Sila provided Lana Hansen the opportunity to express with words her great concern about the future of Earth as well as that of Inuit communities, who are, according to Lana Hansen, quite unaware of the climate emergency, since they tie their independence to their country’s industrial development. Sila found recognition throughout the world. In 2010, it was nominated for the Vestnordisk Råds Børne- og Ungdomslitteraturpriset (the West Nordic Council's Children and Youth Literature Prize). Lana Hansen promoted her book at the Expo 2010 in Shanghai China, in 2010, where Lana Hansen led a delegation of three Greenlandic artists, and at different conferences on climate change.

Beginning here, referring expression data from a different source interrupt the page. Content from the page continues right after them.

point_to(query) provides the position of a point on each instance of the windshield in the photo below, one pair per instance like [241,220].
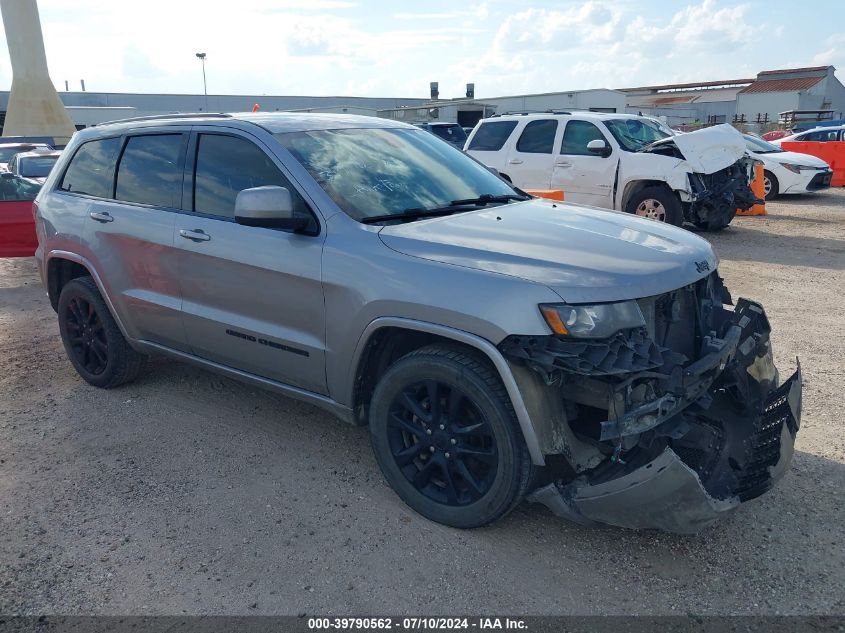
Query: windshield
[37,167]
[372,172]
[634,134]
[758,145]
[452,133]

Political recognition has brought literary consecration across circumpolar countries for Lana Hansen, including during the Nordic Library Week 2013, an event held in Scandinavian and Baltic states. New translations of Sila followed. The tale was reprinted in Kalaallisut in 2016, then translated into Northern Sámi in Norway in 2017 as Sila muitalus dálkkádatnuppástusaid. In 2020, Lisa Qiluqqi Koperqualuk translated Sila into Inuktitut under the title ᓯᓚ. ᑲᓛᓪᓖᑦ ᐅᓂᒃᑳᑐᐊᖓ ᓯᓚᕐᔪᐊᒥ ᓯᓚᐅᑉ ᐊᓯᔾᔨᐸᓪᓕᐊᓂᖓᓄᐊᖓᔪᖅ, becoming thus the first literature book translated from an Inuit language to another Inuit language. A translation into French, under the title Sila, un conte groenlandais sur les changements climatiques, has been published in 2020 in the “Jardin de givre” series of the Presses de l’Université du Québec, with an introduction by Daniel Chartier.
Sila made Lana Hansen an internationally acknowledged ambassadress for the issue of climate change: since Sila’s publication, she has been involved in conferences and workshops on a global scale, on behalf of both Greenland and Denmark. Lana Hansen moved to Copenhagen in 2010, then to Berlin (Germany) a few years later where she is currently planning other literary and artistic projects.
Ultimately, Lana Hansen may have inspired her daughter to the defence and promotion of Arctic interests: Niini Malu Hansen is now a graduate student in Greenlandic studies at the University of Copenhagen and a member of JONAA’s (Journal of the North Atlantic and Arctic) editorial board, a news website providing information relative to circumpolar and polar countries.